Hal-hal yang Harus Diperhatikan Bank BUMN dalam Penghapusan Kredit UMKM

Hal-hal yang Harus Diperhatikan Bank BUMN dalam Penghapusan Kredit UMKM

Oleh: Hendra Febri, S.H, M.H – Praktisi Hukum & Bankir

PERATURAN Pemerintah (PP) Nomor 47 Tahun 2024 tentang Penghapusan Piutang Macet kepada Usaha Mikro, Kecil dan Menengah (UMKM) menjadi salah satu kebijakan Pemerintah yang disambut positif oleh masyarakat khususnya kalangan UMKM.

PP Nomor 47 Tahun 2024 ini sudah berlaku mulai tanggal 5 November 2024. Yang mana sesuai Pasal 19, diberikan waktu pelaksanaan selama 6 (enam) bulan terhitung sejak diberlakukannya PP ini, sehingga Bank BUMN harus segera mengimplementasikan PP yang dimaksud agar sejalan dengan kebijakan dari Pemerintahan Presiden Prabowo dalam rangka pemberdayaan UMKM di Indonesia.

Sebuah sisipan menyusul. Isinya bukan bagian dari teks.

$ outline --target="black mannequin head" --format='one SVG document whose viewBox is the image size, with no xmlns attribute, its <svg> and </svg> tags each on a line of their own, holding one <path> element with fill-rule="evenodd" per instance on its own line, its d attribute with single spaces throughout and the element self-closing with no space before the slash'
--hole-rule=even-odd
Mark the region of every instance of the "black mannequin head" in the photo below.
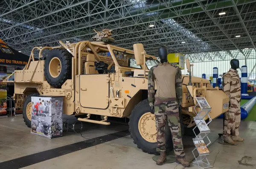
<svg viewBox="0 0 256 169">
<path fill-rule="evenodd" d="M 160 58 L 161 63 L 167 62 L 167 48 L 164 46 L 158 48 L 158 56 Z"/>
<path fill-rule="evenodd" d="M 236 70 L 239 68 L 239 60 L 236 59 L 233 59 L 230 60 L 230 65 L 231 68 Z"/>
</svg>

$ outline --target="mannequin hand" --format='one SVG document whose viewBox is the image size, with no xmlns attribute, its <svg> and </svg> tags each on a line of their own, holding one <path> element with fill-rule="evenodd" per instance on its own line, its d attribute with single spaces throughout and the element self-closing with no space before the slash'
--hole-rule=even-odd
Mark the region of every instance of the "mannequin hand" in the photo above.
<svg viewBox="0 0 256 169">
<path fill-rule="evenodd" d="M 154 106 L 151 106 L 150 107 L 150 113 L 152 114 L 154 114 Z"/>
</svg>

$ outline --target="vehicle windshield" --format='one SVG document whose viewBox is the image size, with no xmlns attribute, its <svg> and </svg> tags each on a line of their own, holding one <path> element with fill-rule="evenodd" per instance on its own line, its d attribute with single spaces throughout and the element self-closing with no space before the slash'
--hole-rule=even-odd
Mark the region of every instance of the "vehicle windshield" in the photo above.
<svg viewBox="0 0 256 169">
<path fill-rule="evenodd" d="M 128 67 L 141 69 L 141 65 L 137 65 L 133 52 L 129 51 L 121 51 L 118 49 L 113 50 L 119 65 L 122 67 Z M 146 58 L 146 65 L 148 70 L 157 64 L 157 60 L 153 58 Z"/>
<path fill-rule="evenodd" d="M 113 49 L 113 53 L 119 65 L 122 67 L 142 69 L 142 67 L 136 64 L 134 55 L 126 51 L 120 51 Z"/>
</svg>

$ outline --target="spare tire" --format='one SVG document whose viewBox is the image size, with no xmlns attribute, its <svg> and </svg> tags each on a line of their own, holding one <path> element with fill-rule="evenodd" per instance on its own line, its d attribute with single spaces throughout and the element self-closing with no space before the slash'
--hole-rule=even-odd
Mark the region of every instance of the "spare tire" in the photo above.
<svg viewBox="0 0 256 169">
<path fill-rule="evenodd" d="M 72 55 L 66 49 L 53 49 L 44 62 L 44 75 L 51 86 L 61 88 L 68 79 L 71 79 Z"/>
</svg>

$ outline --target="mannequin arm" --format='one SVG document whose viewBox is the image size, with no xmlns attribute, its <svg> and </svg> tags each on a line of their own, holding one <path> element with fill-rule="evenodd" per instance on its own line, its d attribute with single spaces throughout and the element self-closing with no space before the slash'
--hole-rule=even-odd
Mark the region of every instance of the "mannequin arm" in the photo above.
<svg viewBox="0 0 256 169">
<path fill-rule="evenodd" d="M 151 68 L 149 72 L 148 72 L 148 103 L 151 107 L 154 107 L 154 95 L 155 95 L 155 84 L 154 84 L 154 76 L 153 70 L 155 67 Z"/>
<path fill-rule="evenodd" d="M 228 97 L 229 101 L 230 101 L 230 75 L 227 75 L 223 78 L 223 91 Z"/>
<path fill-rule="evenodd" d="M 180 68 L 177 68 L 176 73 L 175 86 L 176 92 L 176 97 L 178 101 L 178 104 L 181 105 L 182 102 L 182 85 L 181 79 L 181 70 Z"/>
</svg>

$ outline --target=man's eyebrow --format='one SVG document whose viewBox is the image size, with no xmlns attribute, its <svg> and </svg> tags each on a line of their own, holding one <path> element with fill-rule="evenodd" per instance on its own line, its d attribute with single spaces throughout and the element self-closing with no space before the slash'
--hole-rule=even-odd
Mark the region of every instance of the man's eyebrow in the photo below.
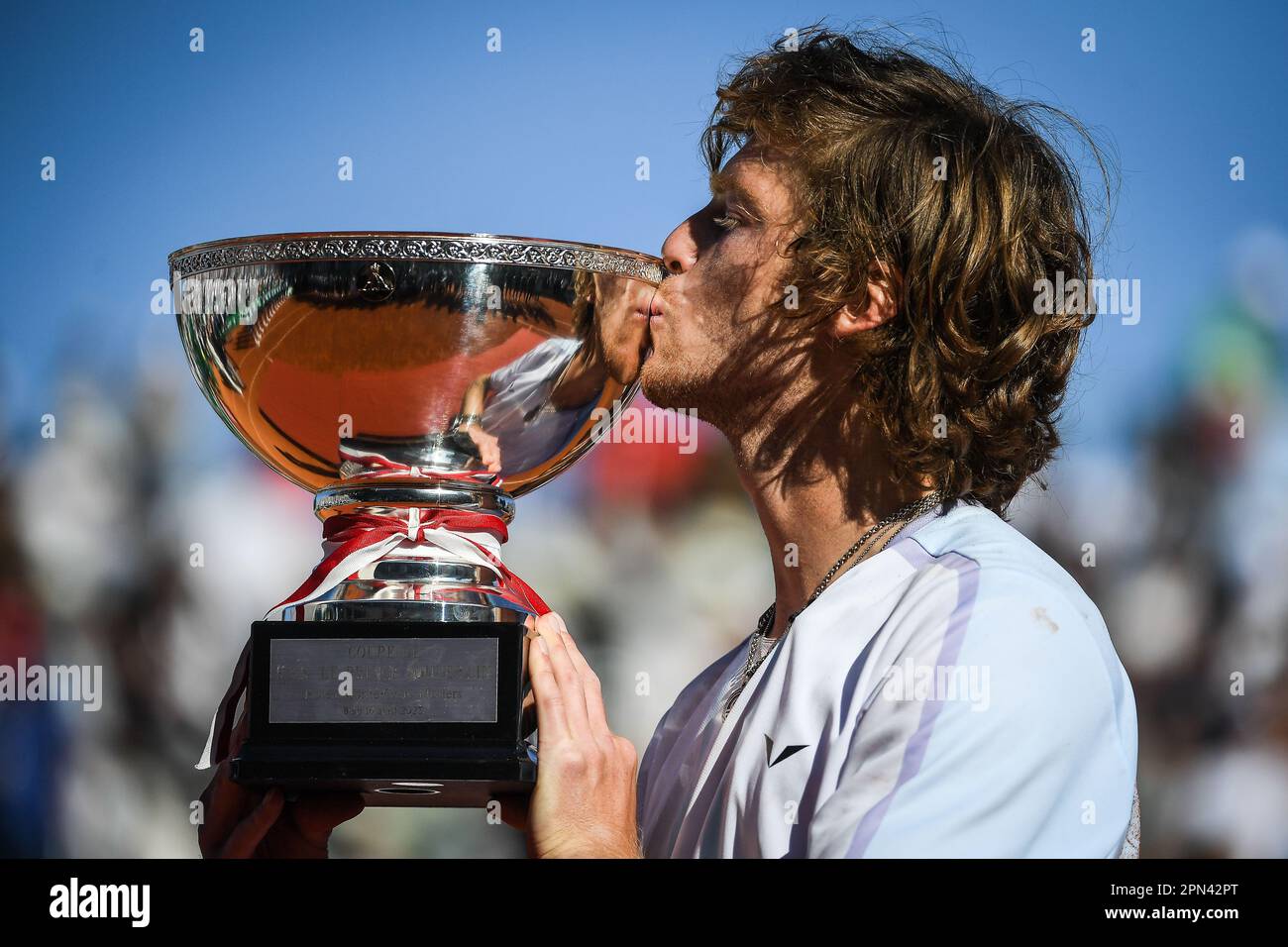
<svg viewBox="0 0 1288 947">
<path fill-rule="evenodd" d="M 741 183 L 738 183 L 732 174 L 726 170 L 712 171 L 708 182 L 712 197 L 720 197 L 721 195 L 733 195 L 739 204 L 744 205 L 744 210 L 757 218 L 764 218 L 764 211 L 761 210 L 760 202 L 751 196 Z"/>
</svg>

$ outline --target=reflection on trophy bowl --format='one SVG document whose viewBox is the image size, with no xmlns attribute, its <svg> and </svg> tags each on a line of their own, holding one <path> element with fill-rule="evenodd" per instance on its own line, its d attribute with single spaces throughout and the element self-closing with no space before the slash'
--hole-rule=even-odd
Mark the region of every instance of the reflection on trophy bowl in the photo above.
<svg viewBox="0 0 1288 947">
<path fill-rule="evenodd" d="M 201 244 L 170 268 L 206 399 L 316 493 L 325 523 L 322 564 L 255 625 L 234 773 L 480 804 L 453 782 L 487 770 L 461 747 L 513 742 L 523 622 L 545 609 L 500 558 L 514 497 L 585 454 L 635 393 L 661 262 L 489 234 L 309 233 Z M 337 667 L 353 693 L 319 687 Z M 390 768 L 386 747 L 358 780 L 358 750 L 404 745 L 407 727 L 421 728 L 420 763 Z M 319 769 L 327 741 L 344 759 Z M 426 768 L 428 743 L 440 760 Z"/>
</svg>

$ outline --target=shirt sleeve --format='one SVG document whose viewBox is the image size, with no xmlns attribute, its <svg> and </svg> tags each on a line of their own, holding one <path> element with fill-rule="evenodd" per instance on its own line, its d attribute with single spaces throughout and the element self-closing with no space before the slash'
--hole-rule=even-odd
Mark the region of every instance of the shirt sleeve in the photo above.
<svg viewBox="0 0 1288 947">
<path fill-rule="evenodd" d="M 960 571 L 905 617 L 838 786 L 810 822 L 809 856 L 1103 858 L 1122 848 L 1135 703 L 1099 615 L 1050 585 L 983 599 L 975 581 Z"/>
</svg>

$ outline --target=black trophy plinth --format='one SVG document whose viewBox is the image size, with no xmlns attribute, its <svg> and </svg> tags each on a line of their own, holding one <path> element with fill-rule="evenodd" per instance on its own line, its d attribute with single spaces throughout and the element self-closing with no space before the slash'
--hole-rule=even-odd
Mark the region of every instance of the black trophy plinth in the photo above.
<svg viewBox="0 0 1288 947">
<path fill-rule="evenodd" d="M 367 805 L 484 807 L 531 792 L 518 622 L 258 621 L 232 777 Z"/>
</svg>

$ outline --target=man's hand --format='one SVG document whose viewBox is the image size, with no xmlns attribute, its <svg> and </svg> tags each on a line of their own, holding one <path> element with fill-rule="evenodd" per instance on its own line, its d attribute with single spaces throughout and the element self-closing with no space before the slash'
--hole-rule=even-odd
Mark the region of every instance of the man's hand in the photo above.
<svg viewBox="0 0 1288 947">
<path fill-rule="evenodd" d="M 246 716 L 233 731 L 228 756 L 246 740 Z M 326 858 L 341 822 L 362 812 L 355 794 L 305 795 L 286 801 L 282 790 L 258 792 L 232 781 L 223 760 L 201 794 L 205 821 L 197 828 L 204 858 Z"/>
<path fill-rule="evenodd" d="M 639 858 L 635 746 L 608 729 L 599 678 L 563 618 L 542 616 L 528 636 L 537 787 L 526 813 L 522 803 L 502 800 L 502 818 L 527 828 L 535 858 Z"/>
<path fill-rule="evenodd" d="M 470 441 L 478 447 L 483 466 L 492 473 L 498 472 L 501 469 L 501 439 L 496 434 L 488 434 L 477 423 L 461 428 L 461 430 L 469 434 Z"/>
</svg>

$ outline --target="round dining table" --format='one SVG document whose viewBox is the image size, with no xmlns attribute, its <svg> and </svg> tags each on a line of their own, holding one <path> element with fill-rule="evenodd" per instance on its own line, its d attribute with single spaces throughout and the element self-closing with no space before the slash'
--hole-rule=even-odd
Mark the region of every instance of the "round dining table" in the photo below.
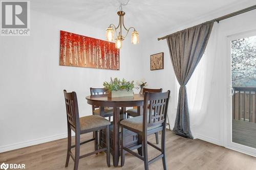
<svg viewBox="0 0 256 170">
<path fill-rule="evenodd" d="M 91 105 L 97 106 L 104 110 L 104 107 L 113 108 L 113 134 L 112 143 L 112 156 L 114 166 L 118 165 L 119 159 L 119 122 L 120 108 L 121 111 L 125 113 L 127 107 L 137 107 L 138 113 L 143 114 L 144 97 L 143 95 L 134 94 L 133 96 L 110 98 L 107 94 L 89 95 L 86 97 L 87 103 Z M 121 119 L 125 118 L 124 117 Z"/>
</svg>

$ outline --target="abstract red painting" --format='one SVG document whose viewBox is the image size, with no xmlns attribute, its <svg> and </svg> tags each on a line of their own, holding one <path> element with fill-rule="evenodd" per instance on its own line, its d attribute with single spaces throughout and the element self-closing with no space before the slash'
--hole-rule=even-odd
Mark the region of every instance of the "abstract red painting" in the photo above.
<svg viewBox="0 0 256 170">
<path fill-rule="evenodd" d="M 60 31 L 60 65 L 119 69 L 114 43 Z"/>
</svg>

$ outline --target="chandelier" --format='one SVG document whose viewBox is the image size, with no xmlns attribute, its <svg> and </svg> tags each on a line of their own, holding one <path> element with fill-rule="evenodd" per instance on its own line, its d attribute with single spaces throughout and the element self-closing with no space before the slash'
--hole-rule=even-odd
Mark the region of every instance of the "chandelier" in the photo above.
<svg viewBox="0 0 256 170">
<path fill-rule="evenodd" d="M 130 0 L 129 0 L 130 1 Z M 119 22 L 118 26 L 116 27 L 114 24 L 111 24 L 110 26 L 106 29 L 106 39 L 109 41 L 113 41 L 114 38 L 114 32 L 115 32 L 116 37 L 115 38 L 115 46 L 117 48 L 122 48 L 122 41 L 127 36 L 128 33 L 130 30 L 133 30 L 132 32 L 131 41 L 133 44 L 137 44 L 139 43 L 139 33 L 136 31 L 134 27 L 131 27 L 129 29 L 126 29 L 124 26 L 123 22 L 123 16 L 125 13 L 122 11 L 122 6 L 123 5 L 126 5 L 129 1 L 125 4 L 120 3 L 119 6 L 119 11 L 117 12 L 117 15 L 119 16 Z M 122 29 L 123 28 L 126 31 L 125 35 L 123 36 Z"/>
</svg>

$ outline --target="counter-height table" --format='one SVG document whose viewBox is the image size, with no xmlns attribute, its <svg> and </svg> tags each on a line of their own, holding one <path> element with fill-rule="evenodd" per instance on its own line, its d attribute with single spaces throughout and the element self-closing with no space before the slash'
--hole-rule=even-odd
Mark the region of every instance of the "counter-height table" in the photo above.
<svg viewBox="0 0 256 170">
<path fill-rule="evenodd" d="M 118 165 L 118 161 L 120 156 L 120 139 L 119 139 L 119 122 L 120 119 L 125 118 L 120 117 L 120 109 L 121 111 L 125 112 L 127 107 L 137 107 L 138 112 L 143 114 L 143 95 L 135 94 L 131 97 L 108 98 L 106 94 L 89 95 L 86 97 L 87 103 L 91 105 L 99 106 L 100 109 L 103 110 L 104 107 L 113 108 L 113 129 L 111 131 L 111 153 L 113 156 L 114 166 Z M 112 138 L 112 139 L 111 139 Z M 134 139 L 135 138 L 133 137 Z M 137 136 L 137 139 L 139 137 Z M 112 140 L 111 140 L 112 139 Z M 138 142 L 138 139 L 134 142 Z M 101 142 L 100 142 L 101 143 Z M 129 142 L 131 144 L 132 142 Z"/>
</svg>

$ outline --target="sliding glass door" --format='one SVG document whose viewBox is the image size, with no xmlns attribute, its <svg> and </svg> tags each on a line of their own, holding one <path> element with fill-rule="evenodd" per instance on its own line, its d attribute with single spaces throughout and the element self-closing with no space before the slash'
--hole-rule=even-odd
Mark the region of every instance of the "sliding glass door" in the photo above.
<svg viewBox="0 0 256 170">
<path fill-rule="evenodd" d="M 229 37 L 231 105 L 228 143 L 248 154 L 256 153 L 256 32 Z M 231 124 L 231 125 L 230 125 Z"/>
</svg>

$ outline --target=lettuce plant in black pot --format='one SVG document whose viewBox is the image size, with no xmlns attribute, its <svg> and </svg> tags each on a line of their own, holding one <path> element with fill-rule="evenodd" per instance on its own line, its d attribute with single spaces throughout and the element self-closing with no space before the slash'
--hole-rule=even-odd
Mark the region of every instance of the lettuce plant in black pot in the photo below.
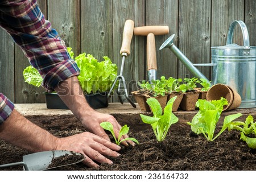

Baca juga: Rasio Kredit UMKM 30 Persen Terancam Gagal, Ini Langkah Kementerian UMKM

Berikut adalah hal-hal yang harus menjadi perhatian bagi Bank BUMN dalam melaksanakan Penghapusan Kredit Macet sesuai PP Nomor 47 Tahun 2024:

  1. Piutang macet yang dapat dilakukan Penghapusbukuan dan Penghapustagihan adalah piutang macet pada bank dan/atau Lembaga Keuangan Non-Bank (LKNB) BUMN.
  2. Terdapat dua rangkaian proses yang dapat dilaksanakan yaitu penghapusbukuan dan penghapustagihan piutang macet.
  3. Dalam mekanisme penghapusbukuan, maka atas piutang macet tersebut telah dilakukan upaya restrukturisasi dan penagihan secara optimal. Sehingga bank dan/atau LKNB BUMN terlebih dahulu harus dapat membuktikan telah melakukan proses restrukturisasi kredit serta penagihan pada debitur UMKM yang dimaksud.
  4. Dalam mekanisme penghapustagihan, berlaku beberapa kriteria yaitu nilai pokok piutang macet paling banyak sebesar Rp500 juta per debitur, telah dihapusbukukan minimal lima tahun, bukan merupakan kredit yang dijamin dengan asuransi atau penjaminan kredit, dan tidak terdapat agunan kredit atau terdapat agunan kredit namun dalam kondisi tidak memungkinkan untuk dijual atau agunan sudah habis terjual namun kewajiban debitur masih belum terbayarkan seluruhnya.
  5. Bank dan/atau LKNB BUMN harus melakukan dokumentasi dan pencatatan dengan baik mengenai proses penghapusbukuan dan/atau penghapustagihan tersebut.
  6. Dokumentasi dan pencatatan tersebut harus disimpan minimal selama 10 tahun sejak tanggal dilakukannya penghapusbukuan dan/atau penghapustagihan.
  7. Bank dan/atau LKNB melakukan pemutakhiran data debitur UMKM tersebut yang dikategorikan sebagai kredit lunas sesuai kebijakan pemerintah pada SLIK OJK.
  8. Bank dan/atau LKNB BUMN harus menyampaikan laporan realisasi pelaksanaan kebijakan pemerintah tersebut kepada Menteri BUMN.
  9. Kerugian atas penghapusbukuan dan/atau penghapustagihan tersebut bukan merupakan kerugian keuangan negara sepanjang dapat dibuktikan tindakan tersebut dilakukan dengan itikad baik dan sesuai dengan peraturan perundang-undangan yang berlaku, serta GCG dan Anggaran Dasar perusahaan.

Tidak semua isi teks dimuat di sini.